Source : Jean Tulard (sous la direction de), La contre-révolution, origines, Histoire, postérité, éd. Perrin, Paris, 1990, p.355-356. 

La Révolution française n'a pas renversé la monarchie.



François-René, vicomte de Châteaubriand (1768-1848), modèle du bronze (Fort-la-Reine, Saint-Malo) de 1875 (détruit par les Allemands pendant la seconde guerre mondiale) par Aimé Millet  (1819-1891). Cette sculpture en plâtre est un don de Mme Aimé Millet en 1891 (n°d'inventaire : INV891-36-1 ; H. : 100 cm ; Rennes, musée des Beaux-Arts).

"Le bouleversement révolutionnaire n'est pas une rupture dans l'évolution de l’État français, mais une liquidation brutale des obstacles qui s'étaient à la fin du XVIIIe siècle, accumulés sur son chemin.
Dans un article fulgurant, intitulé De la Vendée (1819), il [Chateaubriand] observe : "L'ancienne constitution de la France fut attaquée par la tyrannie de Louis XI [...] terrassé par le génie de Richelieu, enchaînée par la grandeur de Louis XIV, détruite enfin par la corruption de la régence et la philosophie du XVIIIe siècle.
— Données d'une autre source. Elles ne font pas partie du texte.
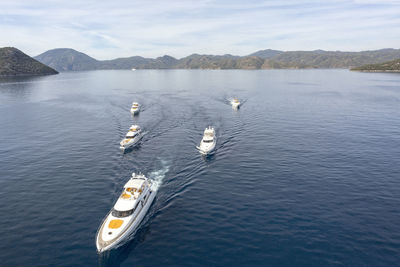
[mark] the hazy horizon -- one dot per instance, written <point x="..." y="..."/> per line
<point x="181" y="28"/>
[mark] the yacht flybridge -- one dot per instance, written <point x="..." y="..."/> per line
<point x="127" y="213"/>
<point x="235" y="103"/>
<point x="132" y="137"/>
<point x="135" y="108"/>
<point x="208" y="142"/>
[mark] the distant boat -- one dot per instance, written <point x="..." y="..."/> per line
<point x="132" y="137"/>
<point x="208" y="142"/>
<point x="135" y="108"/>
<point x="235" y="103"/>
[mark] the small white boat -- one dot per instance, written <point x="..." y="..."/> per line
<point x="235" y="103"/>
<point x="208" y="142"/>
<point x="127" y="213"/>
<point x="135" y="108"/>
<point x="132" y="137"/>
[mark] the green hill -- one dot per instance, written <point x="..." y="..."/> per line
<point x="389" y="66"/>
<point x="13" y="62"/>
<point x="67" y="59"/>
<point x="70" y="60"/>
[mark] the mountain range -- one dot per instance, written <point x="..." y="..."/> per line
<point x="66" y="59"/>
<point x="14" y="62"/>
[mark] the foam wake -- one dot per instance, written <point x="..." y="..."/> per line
<point x="158" y="175"/>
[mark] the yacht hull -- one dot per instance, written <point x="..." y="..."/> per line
<point x="134" y="223"/>
<point x="208" y="150"/>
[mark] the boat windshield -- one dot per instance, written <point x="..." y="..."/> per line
<point x="121" y="214"/>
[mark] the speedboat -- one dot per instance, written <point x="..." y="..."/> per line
<point x="132" y="137"/>
<point x="135" y="108"/>
<point x="235" y="103"/>
<point x="208" y="142"/>
<point x="127" y="213"/>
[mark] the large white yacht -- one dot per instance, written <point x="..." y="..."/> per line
<point x="132" y="137"/>
<point x="235" y="103"/>
<point x="135" y="109"/>
<point x="127" y="213"/>
<point x="208" y="142"/>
La révolution était achevée lorsqu'elle éclata ; c'est une erreur de croire qu'elle a renversé la monarchie ; elle n'a fait qu'en disperser les ruines, vérité prouvée par le peu de résistance qu'a rencontré la révolution. On a tué qui on a voulu, on a commis sans efforts les crimes les plus violents, parce qu'il n'y avait rien d'existant en effet, et qu'on opérait sur une société morte." La démocratie absolue est fille de la monarchie absolue.

Source : Jean Tulard (sous la direction de), La contre-révolution, origines, Histoire, postérité, éd. Perrin, 1990, Paris, p.331-332.

Une des nombreuses causes de la Révolution française, selon Chateaubriand (1768-1848).

Vicomte René-François de Chateaubriand (1768-1848), d'après Auguste Lemoine, par Joseph Lemercier (1803-1887), lithographe et imprimeur (n° d'inventaire : invgravures5556 ; H. 39,8 cm ; L. 28,7 cm. Versailles, châteaux de Versailles et de Trianon).

"Cette jalousie de la bourgeoisie contre la noblesse, qui a éclaté avec tant de violence au moment de la Révolution, ne venait pas de l'inégalité des emplois ; elle venait de l'inégalité de la considération. Il n'y avait si mince hobereau qui n'eût le privilège d'insulte ou de mépris envers le bourgeois, jusqu'à ce point de lui refuser de croiser l'épée : ce nom de gentilhomme dominait tout. Il était impossible qu'à mesure que les lumières descendaient dans les classes moyennes, on ne se révoltât pas contre les prétentions d'une supériorité devenue sans droits. Ce ne sont point les nobles que l'on a persécutés dans le Révolution ; ce ne sont point leurs immunités d'eux-mêmes abandonnées, que l'on a voulu détruire en eux : c'est une opinion que l'on a immolée dans leur personne ; opinion contre laquelle la France entière se soulèverait encore, si l'on essayait de la faire renaître."

Source : François-René de Chateaubriand, Études historiques, Œuvres complètes, t. V bis, cité dans Jean Tulard (sous la direction de), La contre-révolution, origines, Histoire, postérité, éd. Perrin, Paris, 1990, p.346.